[论文关 键 词] 文学;经典;审美性
[论文内容摘要] 哈罗得·布鲁姆的《西方正典》就是一部审美经典,《论经典》作为本书的第一篇所表达的核心就是审美的文学观以及在此基础上建构的经典观。本文试图从“审美自主性”“审美批评”“经典的特性”这三个角度解读作者经典的审美观。

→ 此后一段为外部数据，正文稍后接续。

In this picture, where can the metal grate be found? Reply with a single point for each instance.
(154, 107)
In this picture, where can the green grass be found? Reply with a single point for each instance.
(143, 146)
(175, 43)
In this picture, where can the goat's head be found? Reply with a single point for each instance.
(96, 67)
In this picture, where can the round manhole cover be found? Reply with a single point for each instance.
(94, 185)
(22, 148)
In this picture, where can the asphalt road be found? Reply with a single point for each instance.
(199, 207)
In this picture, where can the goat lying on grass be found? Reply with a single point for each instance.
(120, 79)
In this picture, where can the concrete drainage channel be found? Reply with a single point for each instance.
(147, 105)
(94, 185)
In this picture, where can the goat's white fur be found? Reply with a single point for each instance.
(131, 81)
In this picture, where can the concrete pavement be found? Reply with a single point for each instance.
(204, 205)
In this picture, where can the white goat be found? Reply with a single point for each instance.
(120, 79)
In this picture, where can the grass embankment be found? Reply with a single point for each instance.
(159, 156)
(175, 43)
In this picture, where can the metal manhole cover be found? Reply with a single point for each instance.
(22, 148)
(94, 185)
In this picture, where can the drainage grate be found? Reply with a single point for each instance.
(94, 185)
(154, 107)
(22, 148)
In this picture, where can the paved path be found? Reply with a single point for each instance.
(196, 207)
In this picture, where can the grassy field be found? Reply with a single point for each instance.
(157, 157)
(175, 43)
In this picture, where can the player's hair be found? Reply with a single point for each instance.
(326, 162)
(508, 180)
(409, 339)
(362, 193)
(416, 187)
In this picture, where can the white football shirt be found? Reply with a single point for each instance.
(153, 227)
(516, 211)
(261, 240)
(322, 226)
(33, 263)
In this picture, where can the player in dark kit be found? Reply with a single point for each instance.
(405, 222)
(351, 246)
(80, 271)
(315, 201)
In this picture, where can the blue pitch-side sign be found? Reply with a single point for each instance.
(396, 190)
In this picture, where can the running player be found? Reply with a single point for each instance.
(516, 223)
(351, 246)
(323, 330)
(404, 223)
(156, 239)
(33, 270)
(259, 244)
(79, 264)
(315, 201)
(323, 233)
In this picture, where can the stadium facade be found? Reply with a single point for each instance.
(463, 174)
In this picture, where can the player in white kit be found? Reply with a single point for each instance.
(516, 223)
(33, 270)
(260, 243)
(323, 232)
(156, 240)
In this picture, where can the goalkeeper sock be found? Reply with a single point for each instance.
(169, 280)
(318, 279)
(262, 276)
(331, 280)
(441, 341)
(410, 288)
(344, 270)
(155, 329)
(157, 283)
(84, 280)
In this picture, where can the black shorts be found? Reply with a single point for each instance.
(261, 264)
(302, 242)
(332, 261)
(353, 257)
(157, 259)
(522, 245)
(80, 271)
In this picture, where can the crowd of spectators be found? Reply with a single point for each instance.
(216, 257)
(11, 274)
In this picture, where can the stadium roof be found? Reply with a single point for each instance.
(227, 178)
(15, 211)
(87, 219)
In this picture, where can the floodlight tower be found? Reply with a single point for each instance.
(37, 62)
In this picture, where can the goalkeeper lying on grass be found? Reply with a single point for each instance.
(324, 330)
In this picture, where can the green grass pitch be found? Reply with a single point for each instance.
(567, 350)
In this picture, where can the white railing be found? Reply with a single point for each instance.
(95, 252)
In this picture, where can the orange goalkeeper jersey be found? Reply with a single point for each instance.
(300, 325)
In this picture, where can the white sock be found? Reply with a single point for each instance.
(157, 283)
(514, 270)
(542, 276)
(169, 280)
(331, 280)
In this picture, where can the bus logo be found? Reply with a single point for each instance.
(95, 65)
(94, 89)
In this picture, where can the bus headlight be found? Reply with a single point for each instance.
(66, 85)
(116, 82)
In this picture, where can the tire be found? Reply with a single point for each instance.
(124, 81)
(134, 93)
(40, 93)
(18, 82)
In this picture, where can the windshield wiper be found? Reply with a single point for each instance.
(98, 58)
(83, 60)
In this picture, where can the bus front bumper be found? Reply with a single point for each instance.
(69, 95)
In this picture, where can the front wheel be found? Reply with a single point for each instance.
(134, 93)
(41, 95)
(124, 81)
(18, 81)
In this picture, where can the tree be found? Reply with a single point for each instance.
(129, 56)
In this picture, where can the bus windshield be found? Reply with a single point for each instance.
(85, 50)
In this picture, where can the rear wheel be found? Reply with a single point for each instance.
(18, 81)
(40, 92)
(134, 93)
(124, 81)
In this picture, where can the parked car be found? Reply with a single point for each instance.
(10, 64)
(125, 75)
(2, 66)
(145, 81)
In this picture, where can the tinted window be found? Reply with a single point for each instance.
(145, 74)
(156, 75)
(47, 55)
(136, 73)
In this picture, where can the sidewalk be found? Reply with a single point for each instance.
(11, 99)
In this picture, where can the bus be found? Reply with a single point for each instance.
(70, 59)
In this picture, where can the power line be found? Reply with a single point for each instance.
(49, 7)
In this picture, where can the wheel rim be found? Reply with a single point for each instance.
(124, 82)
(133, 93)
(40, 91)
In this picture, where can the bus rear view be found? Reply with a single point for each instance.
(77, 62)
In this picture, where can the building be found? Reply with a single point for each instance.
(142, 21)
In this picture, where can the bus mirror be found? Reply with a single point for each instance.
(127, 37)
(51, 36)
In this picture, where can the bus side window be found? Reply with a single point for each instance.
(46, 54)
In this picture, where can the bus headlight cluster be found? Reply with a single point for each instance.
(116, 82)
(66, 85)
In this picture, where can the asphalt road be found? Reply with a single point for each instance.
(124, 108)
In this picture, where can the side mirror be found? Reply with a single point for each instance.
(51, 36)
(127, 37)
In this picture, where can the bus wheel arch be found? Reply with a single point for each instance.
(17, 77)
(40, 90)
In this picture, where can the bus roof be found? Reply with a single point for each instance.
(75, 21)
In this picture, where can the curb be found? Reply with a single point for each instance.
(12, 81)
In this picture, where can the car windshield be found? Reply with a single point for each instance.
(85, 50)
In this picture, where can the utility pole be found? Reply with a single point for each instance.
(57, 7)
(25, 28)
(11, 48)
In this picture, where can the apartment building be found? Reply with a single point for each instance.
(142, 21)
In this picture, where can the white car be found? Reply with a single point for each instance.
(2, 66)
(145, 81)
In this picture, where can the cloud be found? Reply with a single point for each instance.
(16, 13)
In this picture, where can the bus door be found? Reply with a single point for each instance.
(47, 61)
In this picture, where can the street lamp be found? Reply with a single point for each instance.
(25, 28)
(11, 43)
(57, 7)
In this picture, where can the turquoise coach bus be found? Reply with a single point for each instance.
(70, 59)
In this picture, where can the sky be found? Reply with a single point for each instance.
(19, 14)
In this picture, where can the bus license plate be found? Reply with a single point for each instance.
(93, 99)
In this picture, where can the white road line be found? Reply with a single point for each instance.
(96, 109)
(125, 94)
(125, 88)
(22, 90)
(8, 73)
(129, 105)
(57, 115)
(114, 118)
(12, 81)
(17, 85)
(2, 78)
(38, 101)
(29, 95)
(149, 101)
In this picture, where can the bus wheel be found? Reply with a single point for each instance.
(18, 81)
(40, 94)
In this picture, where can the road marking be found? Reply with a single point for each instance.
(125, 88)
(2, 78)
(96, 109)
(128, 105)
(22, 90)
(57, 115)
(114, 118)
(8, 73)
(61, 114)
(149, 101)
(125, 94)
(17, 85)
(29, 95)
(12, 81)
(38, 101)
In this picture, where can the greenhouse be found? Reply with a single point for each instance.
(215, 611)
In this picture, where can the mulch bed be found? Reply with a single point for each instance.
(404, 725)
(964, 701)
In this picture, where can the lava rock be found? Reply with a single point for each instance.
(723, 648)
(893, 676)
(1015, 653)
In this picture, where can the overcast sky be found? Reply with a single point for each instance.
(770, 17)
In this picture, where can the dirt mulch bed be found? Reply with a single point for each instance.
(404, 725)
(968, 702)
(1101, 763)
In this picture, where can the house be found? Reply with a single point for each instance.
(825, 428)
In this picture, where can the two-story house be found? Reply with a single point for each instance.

美国当代批评家哈罗德·布鲁姆以其独特的理论建构和批评实践被誉为“西方传统中最有天赋、最有原创性和最有煽动性的”文学批评家,《西方正典》是其近年作品,书中选择西方历史上26位被作者认定为大师的作品,谓之“西方正典”,并进行赏析评论。“正典”一词可以看出作品含有在一个解构的时代,一个审美价值缺失的时代重建经典、拨乱反正的意味。《论经典》作为全书的第一章基本囊括了作者所要试图阐述和贯穿全书的基本文学观点——文学的审美性,这是作者文学立场和文学观的核心。
一、审美自主性
纵观整部《西方正典》,“审美”无疑是作品的核心观点之一。文学的审美价值是布鲁姆最基本的文学立场和首要的文学观念。在此基础上,他提倡审美自主性,强调“审美只是个人的而非社会的关切”①。他认为文学作为一门艺术,其审美应该是纯粹而完整的、被割裂在社会活动和政治目的之外的个人行为,布鲁姆明确地指出文学审美的主体应该回归到个人,这无疑是对“主体之死”“作者之死”甚嚣尘上的西方文学批评界一个不小的挑战,但他依然坚信审美完全是自我的内在行为:“审美批评使我们回到文学想象的自主性上去,回到孤独的心灵中去,于是作者不再是社会的一员,而是作为深层的自我,作为我们终极的内在性”②。所谓“想象”,是发生在读者和经典着作之间的某种联想,是经典对读者自身经历、体会某种程度的唤起,也是读者在作者那里找到的符合人类共同情感的某种契合,并以此达到审美愉悦。这种审美价值最终性质仍是个人的想象和体会,所以这种冲突“实际发生在读者身上”③。审美想象建立在个人独特性的基础之上,实际上充分肯定了个人在解读文本时候的能动作用和独立地位,是排斥外在运作影响干预的单纯的内在世界。当然,这需要读者具有能够抓住这种感受和直觉的能力,甚至可以说是一种审美天赋。所以在一定程度上,真正意义的审美必须是孤独的,这种孤独是对外来干预的排斥和抵制,是限制在四壁围墙中的个体聆听自我内部的声音,通过经典与自己对话,了解自己的内在变化。“孤独的最终形式”正是这种内在变化的最终形式,即无可逃避的死亡。在作者看来,像哈姆雷特这类经典中的人物是死亡派遣给我们的使者,他以自身的悲剧性和普释性提供给我们对生命的阐释,我们对他的解读,也就是对我们个体生命及生命最终形式的前瞻式的探索。至此,作者提升出了经典文本中的终极关怀,即人永远都无法回避对生命、死亡及其必然性的思考,生命在面临死亡时永远是孤独的个体,也只有在死亡面前人类才体现出摆脱一切世俗外在纷扰的终极平等并回归到生命个体本身。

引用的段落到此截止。